Mr Saint-Amans highlighted to over 50 leading Australian companies the key aspects of the OECD's prolific recent output. This included the landmark 2013 Base Erosion and Profit-Shifting (BEPS) Action Plan, endorsed by the G20 and this month's release of a single global standard for information exchange between tax authorities, and the revised guidance on transfer pricing, and country by country reporting of revenues and profits.
He said there was unstoppable political momentum towards change and that all 15 of the BEPS Action points should be introduced. There could be no half-measures to the reforms, he said. The current international system of tax treaties had done its job in preventing double taxation, but the problem in the digital era was 'double non-taxation'. If action was not taken in full by 2016, emerging countries could walk away from the process.

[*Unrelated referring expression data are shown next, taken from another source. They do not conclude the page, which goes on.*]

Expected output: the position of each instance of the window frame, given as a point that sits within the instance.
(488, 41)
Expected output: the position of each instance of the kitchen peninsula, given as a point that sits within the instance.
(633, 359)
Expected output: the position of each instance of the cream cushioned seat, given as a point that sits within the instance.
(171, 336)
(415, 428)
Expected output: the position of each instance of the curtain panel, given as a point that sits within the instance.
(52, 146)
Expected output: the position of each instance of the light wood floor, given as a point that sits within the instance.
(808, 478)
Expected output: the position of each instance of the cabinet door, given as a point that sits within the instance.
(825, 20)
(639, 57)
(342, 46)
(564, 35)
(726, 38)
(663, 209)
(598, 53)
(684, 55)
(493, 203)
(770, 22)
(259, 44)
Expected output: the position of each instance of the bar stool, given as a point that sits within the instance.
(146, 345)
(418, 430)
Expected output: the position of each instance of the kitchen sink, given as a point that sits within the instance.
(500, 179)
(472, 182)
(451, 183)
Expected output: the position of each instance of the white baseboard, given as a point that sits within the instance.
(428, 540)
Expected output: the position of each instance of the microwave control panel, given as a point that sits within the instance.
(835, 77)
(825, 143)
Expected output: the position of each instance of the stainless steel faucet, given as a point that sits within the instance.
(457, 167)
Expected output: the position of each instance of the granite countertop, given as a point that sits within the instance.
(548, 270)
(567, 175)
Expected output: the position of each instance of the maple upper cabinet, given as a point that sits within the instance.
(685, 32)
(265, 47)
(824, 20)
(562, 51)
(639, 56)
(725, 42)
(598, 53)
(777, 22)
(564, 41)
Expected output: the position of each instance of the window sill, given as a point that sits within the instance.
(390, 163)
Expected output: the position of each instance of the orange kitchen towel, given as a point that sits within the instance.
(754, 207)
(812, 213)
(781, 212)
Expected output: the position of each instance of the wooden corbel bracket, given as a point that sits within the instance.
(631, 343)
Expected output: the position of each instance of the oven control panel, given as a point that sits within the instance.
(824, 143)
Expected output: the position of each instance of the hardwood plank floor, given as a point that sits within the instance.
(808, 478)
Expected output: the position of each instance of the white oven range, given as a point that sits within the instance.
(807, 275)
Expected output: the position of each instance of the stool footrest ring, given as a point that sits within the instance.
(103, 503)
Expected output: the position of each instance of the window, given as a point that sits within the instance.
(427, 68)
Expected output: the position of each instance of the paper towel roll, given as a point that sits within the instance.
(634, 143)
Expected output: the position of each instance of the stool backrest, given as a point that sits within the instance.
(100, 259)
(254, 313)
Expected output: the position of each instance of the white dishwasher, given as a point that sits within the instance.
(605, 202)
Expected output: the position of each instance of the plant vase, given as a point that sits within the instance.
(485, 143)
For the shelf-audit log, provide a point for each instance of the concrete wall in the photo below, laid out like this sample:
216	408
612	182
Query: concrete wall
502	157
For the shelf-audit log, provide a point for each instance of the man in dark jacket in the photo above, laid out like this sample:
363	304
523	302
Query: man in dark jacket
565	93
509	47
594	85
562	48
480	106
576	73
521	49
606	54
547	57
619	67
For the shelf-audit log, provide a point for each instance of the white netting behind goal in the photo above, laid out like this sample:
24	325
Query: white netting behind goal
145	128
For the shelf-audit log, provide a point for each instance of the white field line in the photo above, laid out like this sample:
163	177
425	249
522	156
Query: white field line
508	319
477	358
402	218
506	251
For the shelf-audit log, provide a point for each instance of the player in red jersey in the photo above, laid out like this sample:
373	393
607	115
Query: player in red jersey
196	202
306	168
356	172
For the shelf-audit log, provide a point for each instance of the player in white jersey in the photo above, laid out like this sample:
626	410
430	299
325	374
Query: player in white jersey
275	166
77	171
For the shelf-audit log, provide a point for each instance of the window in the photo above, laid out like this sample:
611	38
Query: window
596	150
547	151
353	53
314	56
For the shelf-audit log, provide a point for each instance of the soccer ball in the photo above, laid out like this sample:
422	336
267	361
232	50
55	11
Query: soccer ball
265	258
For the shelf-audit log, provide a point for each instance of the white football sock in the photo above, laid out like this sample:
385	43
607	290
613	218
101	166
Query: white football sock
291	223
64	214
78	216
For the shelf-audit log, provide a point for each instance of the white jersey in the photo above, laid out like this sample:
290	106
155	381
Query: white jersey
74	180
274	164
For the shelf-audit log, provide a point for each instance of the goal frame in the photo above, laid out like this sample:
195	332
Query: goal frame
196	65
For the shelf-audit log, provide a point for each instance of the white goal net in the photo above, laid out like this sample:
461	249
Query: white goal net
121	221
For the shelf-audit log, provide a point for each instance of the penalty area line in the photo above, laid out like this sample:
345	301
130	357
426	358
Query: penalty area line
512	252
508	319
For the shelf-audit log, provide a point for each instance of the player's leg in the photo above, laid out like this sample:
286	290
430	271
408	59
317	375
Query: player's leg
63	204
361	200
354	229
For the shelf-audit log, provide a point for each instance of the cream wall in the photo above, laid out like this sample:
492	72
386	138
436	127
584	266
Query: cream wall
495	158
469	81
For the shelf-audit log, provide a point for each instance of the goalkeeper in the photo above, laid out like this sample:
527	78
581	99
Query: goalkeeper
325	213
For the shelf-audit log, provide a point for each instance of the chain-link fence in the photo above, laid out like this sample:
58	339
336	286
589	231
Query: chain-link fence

Mr Saint-Amans said profits and tax had to be realigned, questioning how intellectual property and profits could end up in offshore financial centres, where there was no relevant activity by the company. But he put most of the onus on governments rather than companies, accepting that business had a right to be irritated by some of the public debate over 'fairness' given that rules were being followed, although there had been cases of over-aggressive avoidance.
Rosheen Garnon, National Managing Partner, Tax, said the timescale for change was very tight and that business needed certainty over the various proposals. The event was one of KPMG's best-attended, reflecting the keen business interest in the whole international tax debate.
Mr Saint-Amans is due to take part in the G20 finance ministers meeting in Sydney on 23–24 February, the first of several in Australia in 2014 leading up to the full G20 leaders summit in November.